Então é Natal. Na maior parte das famílias, os preparativos para o dia 25 estão nos ‘finalmentes’, como se diz, com o sorteio do amigo secreto, a compra dos últimos presentes, a faxina na casa, a vinda de familiares distantes e muitos comes e bebes. Nada disso está acontecendo, porém, nos 56 abrigos de Belo Horizonte, que acolhem neste exato momento 702 bebês, crianças e adolescentes, separados pela Justiça do convívio com os pais por medida de segurança contra maus-tratos, abuso e negligência, entre outros.
A chance de diminuir a solidão para essas crianças e adolescentes nesta época festiva é o programa de apadrinhamento afetivo no Natal. A meta do projeto é não deixar nenhuma criança sozinha nos abrigos. Coordenada pelo Centro de Voluntariado de Apoio ao Menor (Cevam), a iniciativa possibilita que os menores passem as festas de fim de ano na casa dos padrinhos, onde vão desfrutar da convivência provisória em um ambiente familiar. Parte deles poderá emendar com as férias escolares de janeiro e, se tiver sorte, será visitada o ano inteiro pelos protetores.

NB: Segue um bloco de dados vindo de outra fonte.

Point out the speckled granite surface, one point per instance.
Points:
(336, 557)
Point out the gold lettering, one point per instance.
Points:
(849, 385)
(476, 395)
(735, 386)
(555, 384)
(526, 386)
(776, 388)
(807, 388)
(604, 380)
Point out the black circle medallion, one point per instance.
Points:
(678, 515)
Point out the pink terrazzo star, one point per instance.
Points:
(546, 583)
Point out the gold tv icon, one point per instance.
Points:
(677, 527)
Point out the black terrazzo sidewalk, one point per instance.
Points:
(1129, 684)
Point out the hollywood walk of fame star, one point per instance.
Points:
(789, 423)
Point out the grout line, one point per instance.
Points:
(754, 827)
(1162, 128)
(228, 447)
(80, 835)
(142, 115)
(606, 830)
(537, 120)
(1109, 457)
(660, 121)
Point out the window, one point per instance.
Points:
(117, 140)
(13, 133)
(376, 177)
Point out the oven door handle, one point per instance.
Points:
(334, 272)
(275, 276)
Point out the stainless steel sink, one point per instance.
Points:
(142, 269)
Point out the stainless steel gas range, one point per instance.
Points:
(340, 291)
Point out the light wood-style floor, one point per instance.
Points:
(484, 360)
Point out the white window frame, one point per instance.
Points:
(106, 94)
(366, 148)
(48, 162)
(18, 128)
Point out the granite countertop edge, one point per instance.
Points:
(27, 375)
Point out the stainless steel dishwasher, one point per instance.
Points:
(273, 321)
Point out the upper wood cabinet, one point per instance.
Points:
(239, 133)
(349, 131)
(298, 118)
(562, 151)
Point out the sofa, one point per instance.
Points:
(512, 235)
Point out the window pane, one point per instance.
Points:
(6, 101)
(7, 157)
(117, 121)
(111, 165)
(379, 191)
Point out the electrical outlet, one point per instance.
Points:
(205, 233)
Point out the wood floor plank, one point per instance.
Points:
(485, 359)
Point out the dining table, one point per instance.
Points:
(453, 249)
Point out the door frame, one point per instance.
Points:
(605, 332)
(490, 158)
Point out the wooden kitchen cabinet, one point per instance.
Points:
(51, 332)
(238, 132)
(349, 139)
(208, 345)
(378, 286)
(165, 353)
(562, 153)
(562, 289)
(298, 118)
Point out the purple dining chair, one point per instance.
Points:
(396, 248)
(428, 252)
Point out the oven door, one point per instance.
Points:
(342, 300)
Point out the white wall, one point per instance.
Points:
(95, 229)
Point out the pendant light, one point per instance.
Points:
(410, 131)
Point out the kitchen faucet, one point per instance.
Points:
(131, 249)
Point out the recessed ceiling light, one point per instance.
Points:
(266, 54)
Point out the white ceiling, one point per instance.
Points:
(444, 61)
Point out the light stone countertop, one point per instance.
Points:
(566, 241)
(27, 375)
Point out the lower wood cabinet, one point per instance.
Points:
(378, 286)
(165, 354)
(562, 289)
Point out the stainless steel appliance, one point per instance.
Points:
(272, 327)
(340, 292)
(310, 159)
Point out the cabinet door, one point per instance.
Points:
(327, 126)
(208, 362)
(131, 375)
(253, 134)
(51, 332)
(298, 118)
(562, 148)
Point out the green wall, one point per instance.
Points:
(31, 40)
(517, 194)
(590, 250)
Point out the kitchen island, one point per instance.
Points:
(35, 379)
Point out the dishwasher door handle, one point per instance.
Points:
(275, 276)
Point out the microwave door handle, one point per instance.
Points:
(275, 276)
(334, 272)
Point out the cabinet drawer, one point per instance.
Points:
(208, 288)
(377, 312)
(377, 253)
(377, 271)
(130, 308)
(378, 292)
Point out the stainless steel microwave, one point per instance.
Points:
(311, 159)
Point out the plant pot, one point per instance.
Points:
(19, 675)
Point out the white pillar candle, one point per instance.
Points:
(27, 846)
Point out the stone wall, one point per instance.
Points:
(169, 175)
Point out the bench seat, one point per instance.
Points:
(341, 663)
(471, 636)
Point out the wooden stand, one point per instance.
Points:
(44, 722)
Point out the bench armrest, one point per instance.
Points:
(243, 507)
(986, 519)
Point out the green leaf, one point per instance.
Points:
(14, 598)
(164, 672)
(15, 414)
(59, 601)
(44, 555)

É nessas ocasiões que sobressai a principal diferença entre ser criado dentro de uma instituição, com profissionais contratados, regras firmes e a liberdade programada dos abrigos, e viver em uma família. No lar ideal, a criança ou adolescente iria crescer na companhia da mãe e/ou do pai, com limites negociados e a liberdade de abrir a geladeira da casa e tirar um iogurte, por exemplo. “Parece bonito colocar no abrigo os filhos das famílias pobres. Será que iriam permitir que os filhos dos ricos, muitas vezes alcoólatras e até dependentes de drogas, fossem deixados em um abrigo no Natal e no ano-novo?”, questiona o promotor de Uberlândia, Jadir Cirqueira. Em trabalho premiado pelo Ministério Público de Minas Gerais, ele esvaziou os abrigos da cidade. Dos 240 meninos abrigados, devolveu 200 para os parentes próximos. Só restaram 40 sem condições de voltar para casa.
PROTEÇÃO “Gosto mais ou menos do abrigo, pois sei que aqui estou protegido. Mas queria mesmo era ter uma família”, desabafa o cadeirante Davi*, de 15 anos, que ano passado passou o Natal sozinho no abrigo, na região da Pampulha. Portador de síndrome degenerativa irreversível, Davi é um adolescente de bem com a vida. Gosta de usar roupas novas, tênis e cabelo penteado com gel, diariamente. Vive há seis anos na instituição, desde que a mãe foi assassinada por traficantes, aos 27 anos. As irmãs foram adotadas na Espanha. Segundo dados do Cadastro Nacional de Adoção, adolescentes como ele despertam o interesse de menos de 1% das famílias que sonham em adotar filhos no Brasil.
“O importante é que um bebê passe o menor tempo possível dentro de uma instituição”, defende Jane Valente, secretária de Cidadania, Assistência e Inclusão Social de Campinas (SP), cidade que se tornou referência nacional e internacional em acolhimento familiar dos bebês até 3 anos.